Guerre en Ukraine : La Russie libère son détenu français mais bombarde lourdement
« 20 Minutes » fait le point pour vous tous les soirs sur le conflit en Ukraine. Ce jeudi, la journée a été marquée par la libération du chercheur français Laurent Vinatier et par les dégâts de nouvelles frappes russes
Vous avez raté les derniers événements sur la guerre en Ukraine ? 20 Minutes fait le point pour vous tous les soirs. Voici l’essentiel de ce jeudi 8 janvier, au 1.414e jour du conflit.
Le fait du jour
« Je partage le soulagement de sa famille et de ses proches », a réagi Emmanuel Macron. Le chercheur français Laurent Vinatier, emprisonné en Russie depuis juin 2024, a été libéré et est rentré en France ce jeudi. Cette libération intervient alors que Paris et Moscou ont récemment manifesté leur intérêt d’un contact direct au sommet, sur fond de guerre en Ukraine.

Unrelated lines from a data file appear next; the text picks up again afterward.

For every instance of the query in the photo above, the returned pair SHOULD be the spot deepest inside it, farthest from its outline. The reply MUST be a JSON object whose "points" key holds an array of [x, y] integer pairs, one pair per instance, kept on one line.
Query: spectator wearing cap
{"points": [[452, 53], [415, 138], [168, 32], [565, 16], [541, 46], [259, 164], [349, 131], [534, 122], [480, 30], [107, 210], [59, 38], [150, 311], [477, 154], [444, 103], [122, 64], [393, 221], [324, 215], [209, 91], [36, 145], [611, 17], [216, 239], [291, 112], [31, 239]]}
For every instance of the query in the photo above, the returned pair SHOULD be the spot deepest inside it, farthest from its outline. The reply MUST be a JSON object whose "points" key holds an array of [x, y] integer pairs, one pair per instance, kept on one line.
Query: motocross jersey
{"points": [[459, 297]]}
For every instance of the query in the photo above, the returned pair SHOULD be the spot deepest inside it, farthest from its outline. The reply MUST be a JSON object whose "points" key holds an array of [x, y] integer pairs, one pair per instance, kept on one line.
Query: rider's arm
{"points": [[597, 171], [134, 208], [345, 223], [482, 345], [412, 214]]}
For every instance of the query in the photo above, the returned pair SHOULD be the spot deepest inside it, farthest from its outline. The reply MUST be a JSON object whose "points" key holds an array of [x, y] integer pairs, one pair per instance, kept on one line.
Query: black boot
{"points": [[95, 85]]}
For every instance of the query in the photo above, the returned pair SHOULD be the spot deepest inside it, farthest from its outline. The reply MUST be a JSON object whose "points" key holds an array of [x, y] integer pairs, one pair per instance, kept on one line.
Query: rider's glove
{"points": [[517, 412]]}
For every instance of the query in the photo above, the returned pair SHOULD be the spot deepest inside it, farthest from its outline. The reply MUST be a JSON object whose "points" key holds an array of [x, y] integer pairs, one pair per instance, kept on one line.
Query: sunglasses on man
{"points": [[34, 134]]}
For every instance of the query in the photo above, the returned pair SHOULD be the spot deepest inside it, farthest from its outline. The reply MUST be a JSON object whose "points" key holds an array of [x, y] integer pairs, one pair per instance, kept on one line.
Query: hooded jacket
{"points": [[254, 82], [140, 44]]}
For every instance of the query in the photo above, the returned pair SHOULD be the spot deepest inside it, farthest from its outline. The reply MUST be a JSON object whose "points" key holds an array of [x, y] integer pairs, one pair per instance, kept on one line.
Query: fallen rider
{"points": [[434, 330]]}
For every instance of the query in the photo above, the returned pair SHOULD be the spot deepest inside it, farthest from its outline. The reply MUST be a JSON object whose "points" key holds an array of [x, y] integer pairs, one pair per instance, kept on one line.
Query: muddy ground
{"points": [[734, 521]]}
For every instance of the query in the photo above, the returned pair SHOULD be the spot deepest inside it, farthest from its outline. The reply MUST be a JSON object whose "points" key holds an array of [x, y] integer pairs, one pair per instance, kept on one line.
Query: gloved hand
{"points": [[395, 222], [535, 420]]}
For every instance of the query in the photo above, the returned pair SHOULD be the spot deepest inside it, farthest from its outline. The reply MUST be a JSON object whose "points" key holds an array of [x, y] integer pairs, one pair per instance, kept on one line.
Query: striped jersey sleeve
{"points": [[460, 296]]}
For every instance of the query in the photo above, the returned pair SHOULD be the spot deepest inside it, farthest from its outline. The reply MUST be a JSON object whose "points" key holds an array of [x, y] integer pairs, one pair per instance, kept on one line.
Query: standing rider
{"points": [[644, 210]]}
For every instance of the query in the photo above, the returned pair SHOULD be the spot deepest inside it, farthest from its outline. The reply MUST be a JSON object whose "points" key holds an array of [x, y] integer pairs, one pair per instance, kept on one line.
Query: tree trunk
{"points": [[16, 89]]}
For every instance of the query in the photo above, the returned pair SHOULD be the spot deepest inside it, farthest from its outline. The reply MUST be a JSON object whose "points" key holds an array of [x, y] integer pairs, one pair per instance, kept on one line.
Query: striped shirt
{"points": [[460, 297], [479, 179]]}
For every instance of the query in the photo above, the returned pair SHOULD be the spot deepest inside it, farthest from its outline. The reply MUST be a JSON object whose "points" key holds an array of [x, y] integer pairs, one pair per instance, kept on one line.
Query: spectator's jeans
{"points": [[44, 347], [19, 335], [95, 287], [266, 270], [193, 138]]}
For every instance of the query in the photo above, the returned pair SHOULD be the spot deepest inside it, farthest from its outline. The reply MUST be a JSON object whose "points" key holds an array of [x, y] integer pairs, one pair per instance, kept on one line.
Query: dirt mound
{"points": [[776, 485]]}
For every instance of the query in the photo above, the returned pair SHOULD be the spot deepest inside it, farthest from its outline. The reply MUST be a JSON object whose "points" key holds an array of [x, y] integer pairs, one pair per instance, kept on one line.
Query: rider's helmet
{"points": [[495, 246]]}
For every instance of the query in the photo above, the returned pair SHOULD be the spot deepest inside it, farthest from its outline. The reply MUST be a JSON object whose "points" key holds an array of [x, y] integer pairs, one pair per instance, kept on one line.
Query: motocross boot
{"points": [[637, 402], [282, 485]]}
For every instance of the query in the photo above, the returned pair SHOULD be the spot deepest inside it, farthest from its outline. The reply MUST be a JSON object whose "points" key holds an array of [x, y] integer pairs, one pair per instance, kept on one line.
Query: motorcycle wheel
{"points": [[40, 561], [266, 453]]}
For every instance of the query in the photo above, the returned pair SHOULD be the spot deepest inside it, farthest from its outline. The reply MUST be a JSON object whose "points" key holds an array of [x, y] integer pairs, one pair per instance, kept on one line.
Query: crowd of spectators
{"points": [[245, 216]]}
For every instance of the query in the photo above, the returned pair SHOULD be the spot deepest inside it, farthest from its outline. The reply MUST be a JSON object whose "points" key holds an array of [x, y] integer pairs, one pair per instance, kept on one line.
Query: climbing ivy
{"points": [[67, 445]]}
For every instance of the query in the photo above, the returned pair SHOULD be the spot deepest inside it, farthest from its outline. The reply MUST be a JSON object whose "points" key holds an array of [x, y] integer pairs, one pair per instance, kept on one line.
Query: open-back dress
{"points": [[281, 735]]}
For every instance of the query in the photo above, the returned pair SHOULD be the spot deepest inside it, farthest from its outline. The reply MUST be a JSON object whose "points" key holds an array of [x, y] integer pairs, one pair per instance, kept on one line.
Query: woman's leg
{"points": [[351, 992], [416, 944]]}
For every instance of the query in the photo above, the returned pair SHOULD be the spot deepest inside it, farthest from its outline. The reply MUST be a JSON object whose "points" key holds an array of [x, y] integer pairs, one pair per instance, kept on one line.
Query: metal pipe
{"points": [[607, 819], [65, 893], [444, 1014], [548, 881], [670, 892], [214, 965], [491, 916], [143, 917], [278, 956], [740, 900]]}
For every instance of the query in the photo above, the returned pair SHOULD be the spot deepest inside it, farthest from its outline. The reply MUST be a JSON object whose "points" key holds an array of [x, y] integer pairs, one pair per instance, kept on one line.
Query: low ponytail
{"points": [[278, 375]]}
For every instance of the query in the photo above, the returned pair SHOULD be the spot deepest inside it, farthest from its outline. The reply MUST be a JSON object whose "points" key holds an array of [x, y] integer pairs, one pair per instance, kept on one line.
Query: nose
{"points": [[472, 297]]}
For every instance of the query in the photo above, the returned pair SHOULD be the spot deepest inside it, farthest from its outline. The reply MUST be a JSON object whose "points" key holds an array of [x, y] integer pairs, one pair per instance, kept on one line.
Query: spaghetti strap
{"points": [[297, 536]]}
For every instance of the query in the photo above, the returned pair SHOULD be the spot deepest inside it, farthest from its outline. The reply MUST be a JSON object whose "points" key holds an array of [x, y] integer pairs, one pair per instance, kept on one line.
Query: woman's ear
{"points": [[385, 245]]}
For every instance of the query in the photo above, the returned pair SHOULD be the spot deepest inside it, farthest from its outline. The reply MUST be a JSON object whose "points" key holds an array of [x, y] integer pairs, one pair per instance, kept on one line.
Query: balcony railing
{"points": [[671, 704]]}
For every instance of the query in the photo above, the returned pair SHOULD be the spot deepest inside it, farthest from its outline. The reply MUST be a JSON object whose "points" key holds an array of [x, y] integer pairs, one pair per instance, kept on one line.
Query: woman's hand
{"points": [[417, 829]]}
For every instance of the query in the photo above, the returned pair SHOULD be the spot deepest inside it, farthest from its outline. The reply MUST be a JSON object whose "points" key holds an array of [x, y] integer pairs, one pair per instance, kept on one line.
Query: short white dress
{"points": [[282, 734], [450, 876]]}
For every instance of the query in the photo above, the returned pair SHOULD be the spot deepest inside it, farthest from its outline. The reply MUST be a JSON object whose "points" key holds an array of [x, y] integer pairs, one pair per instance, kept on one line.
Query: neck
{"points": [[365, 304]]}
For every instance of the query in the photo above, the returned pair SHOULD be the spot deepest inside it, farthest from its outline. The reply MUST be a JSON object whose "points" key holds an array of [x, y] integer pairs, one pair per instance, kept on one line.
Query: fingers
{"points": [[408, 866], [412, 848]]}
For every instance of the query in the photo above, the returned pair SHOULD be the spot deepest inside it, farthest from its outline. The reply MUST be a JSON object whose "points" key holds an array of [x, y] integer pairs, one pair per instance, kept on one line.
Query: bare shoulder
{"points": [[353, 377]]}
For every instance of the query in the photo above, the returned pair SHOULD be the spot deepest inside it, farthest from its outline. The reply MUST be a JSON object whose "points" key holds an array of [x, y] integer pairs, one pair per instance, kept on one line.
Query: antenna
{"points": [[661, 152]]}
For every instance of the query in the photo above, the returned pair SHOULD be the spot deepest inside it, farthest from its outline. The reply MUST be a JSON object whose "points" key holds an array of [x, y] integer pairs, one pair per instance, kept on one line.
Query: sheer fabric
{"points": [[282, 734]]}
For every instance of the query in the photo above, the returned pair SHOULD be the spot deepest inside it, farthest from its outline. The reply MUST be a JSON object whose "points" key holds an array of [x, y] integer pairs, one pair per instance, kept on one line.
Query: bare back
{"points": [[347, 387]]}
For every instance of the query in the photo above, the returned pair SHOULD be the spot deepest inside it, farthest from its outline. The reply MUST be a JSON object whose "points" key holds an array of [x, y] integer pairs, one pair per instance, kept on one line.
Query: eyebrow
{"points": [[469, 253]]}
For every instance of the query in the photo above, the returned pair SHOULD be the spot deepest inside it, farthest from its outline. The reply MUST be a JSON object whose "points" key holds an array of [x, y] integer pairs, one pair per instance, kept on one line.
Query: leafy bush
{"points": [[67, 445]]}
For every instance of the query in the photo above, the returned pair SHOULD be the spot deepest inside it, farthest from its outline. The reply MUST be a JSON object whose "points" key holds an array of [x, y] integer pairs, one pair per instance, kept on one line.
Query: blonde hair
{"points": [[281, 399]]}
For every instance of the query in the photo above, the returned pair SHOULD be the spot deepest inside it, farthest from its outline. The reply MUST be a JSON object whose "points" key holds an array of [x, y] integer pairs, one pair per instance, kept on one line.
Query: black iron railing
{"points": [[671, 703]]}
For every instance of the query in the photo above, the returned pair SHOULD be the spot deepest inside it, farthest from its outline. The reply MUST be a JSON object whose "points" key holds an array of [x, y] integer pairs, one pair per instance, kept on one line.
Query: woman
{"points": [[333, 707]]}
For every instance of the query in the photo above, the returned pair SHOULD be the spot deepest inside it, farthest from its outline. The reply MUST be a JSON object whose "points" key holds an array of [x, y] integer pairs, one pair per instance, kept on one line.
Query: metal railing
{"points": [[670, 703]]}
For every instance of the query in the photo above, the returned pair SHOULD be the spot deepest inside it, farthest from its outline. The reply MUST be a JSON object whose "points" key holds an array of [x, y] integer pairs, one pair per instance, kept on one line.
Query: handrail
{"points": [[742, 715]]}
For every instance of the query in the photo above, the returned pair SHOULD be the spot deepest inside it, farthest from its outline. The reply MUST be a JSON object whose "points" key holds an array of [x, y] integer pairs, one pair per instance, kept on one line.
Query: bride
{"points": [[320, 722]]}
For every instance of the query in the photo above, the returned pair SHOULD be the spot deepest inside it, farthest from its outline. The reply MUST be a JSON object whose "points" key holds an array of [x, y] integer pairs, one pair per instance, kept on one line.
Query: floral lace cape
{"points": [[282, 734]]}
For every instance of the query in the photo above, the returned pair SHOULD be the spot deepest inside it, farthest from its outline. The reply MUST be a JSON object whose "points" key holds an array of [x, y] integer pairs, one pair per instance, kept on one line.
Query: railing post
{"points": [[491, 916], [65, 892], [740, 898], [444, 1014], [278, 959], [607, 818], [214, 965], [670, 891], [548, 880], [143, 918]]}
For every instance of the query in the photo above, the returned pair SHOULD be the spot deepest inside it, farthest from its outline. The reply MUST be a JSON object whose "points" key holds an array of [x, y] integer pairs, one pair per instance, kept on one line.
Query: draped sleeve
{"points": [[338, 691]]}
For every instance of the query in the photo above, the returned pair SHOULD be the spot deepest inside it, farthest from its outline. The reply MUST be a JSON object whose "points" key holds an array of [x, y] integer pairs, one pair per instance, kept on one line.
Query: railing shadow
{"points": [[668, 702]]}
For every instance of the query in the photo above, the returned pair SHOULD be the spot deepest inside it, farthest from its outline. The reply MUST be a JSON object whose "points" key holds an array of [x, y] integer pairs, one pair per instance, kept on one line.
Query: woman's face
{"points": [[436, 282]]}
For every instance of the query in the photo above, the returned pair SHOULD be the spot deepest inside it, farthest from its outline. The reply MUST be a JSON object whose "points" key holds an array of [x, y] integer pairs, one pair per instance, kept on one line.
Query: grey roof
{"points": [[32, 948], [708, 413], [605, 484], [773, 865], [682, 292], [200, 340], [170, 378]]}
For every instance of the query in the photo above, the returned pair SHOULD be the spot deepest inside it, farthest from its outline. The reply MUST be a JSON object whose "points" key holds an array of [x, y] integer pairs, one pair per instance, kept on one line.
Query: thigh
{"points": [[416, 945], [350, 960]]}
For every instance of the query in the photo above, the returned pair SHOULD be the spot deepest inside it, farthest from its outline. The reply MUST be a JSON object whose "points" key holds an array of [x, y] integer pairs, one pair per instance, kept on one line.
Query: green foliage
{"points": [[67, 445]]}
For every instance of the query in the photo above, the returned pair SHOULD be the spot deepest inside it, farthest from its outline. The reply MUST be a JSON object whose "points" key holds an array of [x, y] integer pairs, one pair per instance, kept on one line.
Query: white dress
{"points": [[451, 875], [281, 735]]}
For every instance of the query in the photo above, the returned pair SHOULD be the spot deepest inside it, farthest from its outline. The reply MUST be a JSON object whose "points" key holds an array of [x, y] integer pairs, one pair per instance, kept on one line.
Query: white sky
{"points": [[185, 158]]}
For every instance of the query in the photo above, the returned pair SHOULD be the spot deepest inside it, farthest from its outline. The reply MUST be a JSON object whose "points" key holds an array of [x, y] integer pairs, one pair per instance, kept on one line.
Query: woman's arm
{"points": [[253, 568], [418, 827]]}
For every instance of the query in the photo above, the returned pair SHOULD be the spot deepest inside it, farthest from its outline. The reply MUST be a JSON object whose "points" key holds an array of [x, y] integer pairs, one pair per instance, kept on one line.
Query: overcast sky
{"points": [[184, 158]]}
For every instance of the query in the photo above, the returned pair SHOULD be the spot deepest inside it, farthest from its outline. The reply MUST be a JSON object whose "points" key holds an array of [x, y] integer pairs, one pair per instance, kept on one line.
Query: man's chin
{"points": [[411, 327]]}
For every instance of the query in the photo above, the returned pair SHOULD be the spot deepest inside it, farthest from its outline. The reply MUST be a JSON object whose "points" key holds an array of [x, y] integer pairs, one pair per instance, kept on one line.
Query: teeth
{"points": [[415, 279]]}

Laurent Vinatier est arrivé en début d’après-midi à la base militaire de Villacoublay, près de Paris, avant d’être accueilli avec ses parents au ministère français des Affaires étrangères. Le service de sécurité russe (FSB) avait précisé plus tôt que le chercheur avait été libéré en échange d’un basketteur, détenu en France depuis juin dernier à la demande de la justice américaine, qui le soupçonne d’être membre d’un groupe de hackers.
Chercheur spécialiste de l’espace post-soviétique, Laurent Vinatier, 49 ans, travaillait au moment de son arrestation pour le Centre pour le dialogue humanitaire, une ONG suisse qui fait de la médiation dans des conflits hors des circuits diplomatiques officiels, notamment s’agissant de l’Ukraine.
La déclaration du jour
« Nous évoluons dans un monde de grandes puissances avec une vraie tentation de se partager le monde »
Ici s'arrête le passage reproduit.